Hadis di atas khas membicarakan kondisi kebutuhan pokok di wilayah gurun pasir (sahara) jaman dulu kala. Air, rumput, dan api adalah milik bersama masyarakat yang tinggal di gurun pasir. Benda-benda itu sangat mereka butuhkan dalam kehidupan. Air sangat jelas kegunaannya bagi makhluk hidup: minum, mandi, wudhu, dan lain-lain. Rumput untuk memenuhi kebutuhan hewan ternak yang menjadi andalan sumber mata pencarian masyarakat gurun pasir. Api berfungsi sebagai penerangan, memasak, merokok dan lain-lain.

Tiga benda yang disebut dalam hadis di atas adalah representasi dari sesuatu yang sangat dibutuhkan oleh manusia. Hadis ini menekankan bahwa setiap manusia memiliki hak yang sama dalam mendapatkan tiga benda itu. Tiga benda itu tidak boleh dikuasai (monopoli) oleh sekelompok orang, sementara yang lain harus mengeluarkan sesuatu secara berlebihan untuk mendapatkannya karena kebijakan dari kelompok yang menguasasi.

Dalam konteks kekinian dan kedisinian, tiga benda dalam hadis di atas bisa dikembangkan menjadi hal-hal lain yang sangat dibutuhkan. Tanpanya, kehidupan ini akan terhambat, bahkan hancur berantakan. Bayangkan manusia hidup tanpa air, api, dan lain-lain. Pengembangan dari tiga benda di atas bisa berarti makanan pokok (kebutuhan fisiologis) BBM, listrik, pendidikan, dan lain-lain yang sangat dibutuhkan oleh manusia. Semua hal yang disebutkan adalah kebutuhan dasar manusia. Setiap orang, siapa pun, harus bisa mendapatkannya dengan mudah. Jika ada regulasi, maka harus bermuara pada keadilan dan pemerataan.
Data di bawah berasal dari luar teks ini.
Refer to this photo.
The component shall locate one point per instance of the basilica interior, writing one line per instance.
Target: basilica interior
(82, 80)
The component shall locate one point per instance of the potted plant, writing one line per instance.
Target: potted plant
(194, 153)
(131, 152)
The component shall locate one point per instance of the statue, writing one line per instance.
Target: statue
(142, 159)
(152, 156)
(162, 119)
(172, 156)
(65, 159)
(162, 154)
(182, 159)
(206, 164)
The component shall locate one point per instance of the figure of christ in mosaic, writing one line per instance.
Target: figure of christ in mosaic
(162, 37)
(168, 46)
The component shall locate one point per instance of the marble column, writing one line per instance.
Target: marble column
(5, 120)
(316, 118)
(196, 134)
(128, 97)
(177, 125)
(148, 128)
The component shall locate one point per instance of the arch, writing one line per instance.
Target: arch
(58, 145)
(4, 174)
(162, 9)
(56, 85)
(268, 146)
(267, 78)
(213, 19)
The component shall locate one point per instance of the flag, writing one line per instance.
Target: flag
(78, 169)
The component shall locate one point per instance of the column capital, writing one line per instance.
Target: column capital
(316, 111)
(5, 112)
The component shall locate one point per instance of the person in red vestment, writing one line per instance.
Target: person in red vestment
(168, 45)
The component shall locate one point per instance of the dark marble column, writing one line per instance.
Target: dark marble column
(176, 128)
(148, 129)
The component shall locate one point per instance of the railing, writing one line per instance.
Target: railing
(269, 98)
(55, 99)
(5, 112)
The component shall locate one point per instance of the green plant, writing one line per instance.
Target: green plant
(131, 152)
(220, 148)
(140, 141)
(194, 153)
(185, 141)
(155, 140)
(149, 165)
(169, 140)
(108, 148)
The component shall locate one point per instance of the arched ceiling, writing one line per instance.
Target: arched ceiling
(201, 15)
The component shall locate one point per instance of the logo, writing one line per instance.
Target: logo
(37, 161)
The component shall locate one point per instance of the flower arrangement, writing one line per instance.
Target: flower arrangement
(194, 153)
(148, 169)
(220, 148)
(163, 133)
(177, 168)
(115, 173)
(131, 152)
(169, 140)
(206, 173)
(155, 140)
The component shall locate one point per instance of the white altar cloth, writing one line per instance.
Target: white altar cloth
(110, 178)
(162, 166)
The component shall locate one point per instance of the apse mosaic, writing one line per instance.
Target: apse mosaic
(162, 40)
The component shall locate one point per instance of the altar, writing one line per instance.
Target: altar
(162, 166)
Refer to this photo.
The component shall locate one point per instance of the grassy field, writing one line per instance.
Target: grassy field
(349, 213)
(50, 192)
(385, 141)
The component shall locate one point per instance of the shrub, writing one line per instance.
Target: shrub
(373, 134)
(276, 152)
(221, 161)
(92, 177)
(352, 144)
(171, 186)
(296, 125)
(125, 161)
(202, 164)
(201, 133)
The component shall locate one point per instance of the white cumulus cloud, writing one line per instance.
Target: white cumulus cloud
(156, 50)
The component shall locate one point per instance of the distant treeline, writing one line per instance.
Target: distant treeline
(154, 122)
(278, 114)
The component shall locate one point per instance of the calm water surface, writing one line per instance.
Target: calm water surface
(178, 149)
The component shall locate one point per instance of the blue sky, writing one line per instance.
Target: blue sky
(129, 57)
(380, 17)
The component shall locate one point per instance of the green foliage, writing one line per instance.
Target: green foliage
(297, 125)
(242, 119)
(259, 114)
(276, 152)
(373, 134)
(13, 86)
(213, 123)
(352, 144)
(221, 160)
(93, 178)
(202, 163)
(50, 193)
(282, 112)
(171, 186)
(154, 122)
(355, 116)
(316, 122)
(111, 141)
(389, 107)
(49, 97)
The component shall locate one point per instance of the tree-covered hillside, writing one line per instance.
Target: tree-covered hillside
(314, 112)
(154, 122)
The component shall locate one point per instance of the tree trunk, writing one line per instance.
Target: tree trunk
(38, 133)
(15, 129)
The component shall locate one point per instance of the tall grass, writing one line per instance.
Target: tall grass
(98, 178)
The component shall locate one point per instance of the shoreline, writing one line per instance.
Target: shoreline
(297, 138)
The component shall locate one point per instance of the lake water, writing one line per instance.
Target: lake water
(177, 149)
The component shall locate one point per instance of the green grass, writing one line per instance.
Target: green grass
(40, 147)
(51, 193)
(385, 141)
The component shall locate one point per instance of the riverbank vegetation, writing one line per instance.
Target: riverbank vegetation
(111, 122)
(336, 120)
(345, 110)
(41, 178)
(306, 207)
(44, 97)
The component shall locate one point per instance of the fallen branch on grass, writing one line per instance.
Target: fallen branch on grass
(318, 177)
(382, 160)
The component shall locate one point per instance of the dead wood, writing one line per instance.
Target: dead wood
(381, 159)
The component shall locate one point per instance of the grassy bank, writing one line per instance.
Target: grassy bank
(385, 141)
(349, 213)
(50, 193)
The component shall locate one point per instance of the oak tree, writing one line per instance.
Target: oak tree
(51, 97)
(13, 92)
Air tidak boleh dimiliki oleh pihak tertentu untuk kemudian dikomersilkan. Di Indonesia, kita mungkin tidak sadar bahwa kecenderungan komersialisasi terhadap air sudah sedemikian rupa. Jika kehausan di tengah jalan, kita akan kesulitan mendapatkan air minum secara gratis. Harus ada sejumlah uang yang kita keluarkan untuk mendapatkan minuman yang kita inginkan. Air putih pun bisa didapatkan secara gratis jika kita membeli makanan di warung. Minta air putih yang sama sekali gratis sudah tidak mungkin dilakukan karena kita sudah terperangkap pada pola pikir komersialisasi air. Jauh lebih dahsyat dari sekadar komersialisasi air, sebenarnya kita sudah masuk dalam kubangan hidup yang sepi dari semangat kepedulian sosial.

Dulu, di masyarakat kita masih banyak rumah yang menyediakan air kendi di depannya. Air kendi itu disediakan untuk siapa saja yang lewat dan kehausan. Orang masih berpikir bahwa di antara orang yang jalan di depan rumah pasti ada yang kehausan. Untuk itu, mereka harus dibantu dengan menyediakan air minum secara gratis. Kini, orang sudah tidak pernah lagi menyediakan kepedulian pada mereka yang kehausan di jalan. Apalagi pada mereka yang kelaparan. Lebih jauh lagi pada mereka yang kesulitan mendapatkan hak pendidikan dan kesehatan.

Di masyarakat Mesir masih ada kepedulian pada orang yang haus di jalanan. Di pinggir jalan-jalan kota Kairo di sediakan sarana air minum gratis yang disebut tsalaga (kulkas tapi tidak sama dengan kulkas rumah). Tsalaga ini berbentuk kotak (ukuran 1 X 0,5 M) dan di bagian tengahnya ada dua kran yang mengucurkan air segar nan dingin. Saat musim panas, keberadaan tsalaga ini sangat membantu mereka yang kehausan di jalan. Siapa pun bisa mengambil air itu secara gratis: sopir taksi, sopir angkot, tukang angkut sampah, mahasiwa, pegawai negeri dan lain-lain. Artinya, orang kehausan di jalan, tidak punya uang sepeser pun, tetap bisa minum air segar dengan mudah dan tanpa meminta. Air benar-benar menjadi milik bersama yang gratis.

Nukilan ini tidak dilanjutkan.